Recent studies by the Myota team and others have confirmed that different individuals produce significantly different quantities of SCFAs from the same individual fiber. This is one of the many ways in which we are all unique. An understanding of this diversity is at the core of our fiber mixes.

Documented health impacts of fiber and SCFAs

Regulating inflammation

One of the most important benefits that SCFAs may provide to human health is to regulate chronic levels of inflammation. The overall anti-inflammatory effects of the SCFA butyrate is achieved through several mechanisms, with the joint goal of down-regulating the expression and production of pro-inflammatory cytokines. Individuals with Inflammatory Bowel Disease often have lower levels of butyrate, and fewer butyrate-producing bacteria residing in their guts. In fact, acute administration of butyrate to patients suffering from Ulcerative Colitis show clinically significant reductions in endoscopic scores of inflammation. There is now growing interest in the pharmaceutical industry to develop microbial-based therapeutics that boost butyrate production in the gut through clinical-grade probiotics. However, one promising alternative is to leverage an individual’s existing microbiome by feeding it with a specific fibre mix to enhance SCFA production. This is the approach taken by Myota.  

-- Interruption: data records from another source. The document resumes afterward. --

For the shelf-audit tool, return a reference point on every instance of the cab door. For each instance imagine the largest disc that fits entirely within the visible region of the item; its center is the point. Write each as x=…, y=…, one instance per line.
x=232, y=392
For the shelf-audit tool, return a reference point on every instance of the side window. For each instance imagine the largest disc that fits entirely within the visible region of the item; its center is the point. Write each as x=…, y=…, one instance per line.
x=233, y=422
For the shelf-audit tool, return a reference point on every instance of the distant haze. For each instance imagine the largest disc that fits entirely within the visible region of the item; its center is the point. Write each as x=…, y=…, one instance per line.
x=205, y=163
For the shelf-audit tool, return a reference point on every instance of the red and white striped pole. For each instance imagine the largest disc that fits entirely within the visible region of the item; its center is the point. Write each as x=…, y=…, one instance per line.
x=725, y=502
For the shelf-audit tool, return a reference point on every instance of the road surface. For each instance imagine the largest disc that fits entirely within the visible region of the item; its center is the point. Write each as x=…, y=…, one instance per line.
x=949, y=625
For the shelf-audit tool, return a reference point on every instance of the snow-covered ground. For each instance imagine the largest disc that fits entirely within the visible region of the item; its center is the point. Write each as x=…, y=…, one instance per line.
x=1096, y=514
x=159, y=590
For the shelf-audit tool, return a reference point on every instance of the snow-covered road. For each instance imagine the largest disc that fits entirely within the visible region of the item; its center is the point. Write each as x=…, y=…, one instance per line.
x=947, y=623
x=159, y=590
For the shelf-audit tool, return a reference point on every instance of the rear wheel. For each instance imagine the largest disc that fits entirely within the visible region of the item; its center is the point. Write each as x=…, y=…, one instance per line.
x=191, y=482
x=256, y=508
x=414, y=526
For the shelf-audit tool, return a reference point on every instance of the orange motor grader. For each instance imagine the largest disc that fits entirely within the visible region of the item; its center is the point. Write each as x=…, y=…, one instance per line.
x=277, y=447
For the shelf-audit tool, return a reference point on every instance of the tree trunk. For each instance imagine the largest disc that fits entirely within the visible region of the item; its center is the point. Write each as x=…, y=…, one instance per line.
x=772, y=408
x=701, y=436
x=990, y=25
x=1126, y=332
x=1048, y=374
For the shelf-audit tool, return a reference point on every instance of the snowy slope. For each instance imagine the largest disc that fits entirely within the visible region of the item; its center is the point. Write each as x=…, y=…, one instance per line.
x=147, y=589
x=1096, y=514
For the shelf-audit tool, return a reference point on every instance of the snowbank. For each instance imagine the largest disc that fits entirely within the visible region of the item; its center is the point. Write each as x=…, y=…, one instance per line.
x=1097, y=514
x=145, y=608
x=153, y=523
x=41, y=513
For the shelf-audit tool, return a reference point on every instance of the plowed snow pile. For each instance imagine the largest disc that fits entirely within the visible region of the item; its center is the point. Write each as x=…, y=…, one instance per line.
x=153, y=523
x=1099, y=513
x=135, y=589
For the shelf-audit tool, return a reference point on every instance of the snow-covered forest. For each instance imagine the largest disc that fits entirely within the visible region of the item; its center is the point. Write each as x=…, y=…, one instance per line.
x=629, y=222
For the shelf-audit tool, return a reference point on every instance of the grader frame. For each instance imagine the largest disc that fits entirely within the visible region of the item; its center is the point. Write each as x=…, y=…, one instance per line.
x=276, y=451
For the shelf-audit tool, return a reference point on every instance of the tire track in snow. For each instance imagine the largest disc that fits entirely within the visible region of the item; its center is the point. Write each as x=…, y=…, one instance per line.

Maintaining healthy metabolism

The microbial fermentation of SCFAs has shown beneficial effects on host metabolism and energy homeostasis. For example, the increased production of butyrate has been causally linked to improved glucose control via the production of glucose locally in the gut (a process called gluconeogenesis). Regular consumption of fermentable fibre may be an important therapeutic tool to prevent and reverse Type 2 diabetes.

Promoting mental well-being

Microbial SCFA production has been linked to improved mental well-being, including how we experience anxiety, stress, and depression, as well our rate of cognitive decline as we age. Importantly, the connection between the gut and the brain is a two-way street. So when we are feeling anxious or stressed, this often leads to gut-related symptoms too, including abdominal pain, diarrhoea, bloating, and constipation. SCFAs interact with the brain via several complex and overlapping pathways. Within the gut, SCFAs are thought to communicate with the brain via the vagus nerve (a long neuronal projection that connects peripheral organs to the central nervous system). Since SCFAs can enter the bloodstream, they have also been shown, in some cases, to cross the blood-brain barrier. Once in the brain, SCFAs might play a role as a gene expression regulator and immune modulator. Other studies have shown that butyrate can support and maintain the integrity of the blood-brain barrier.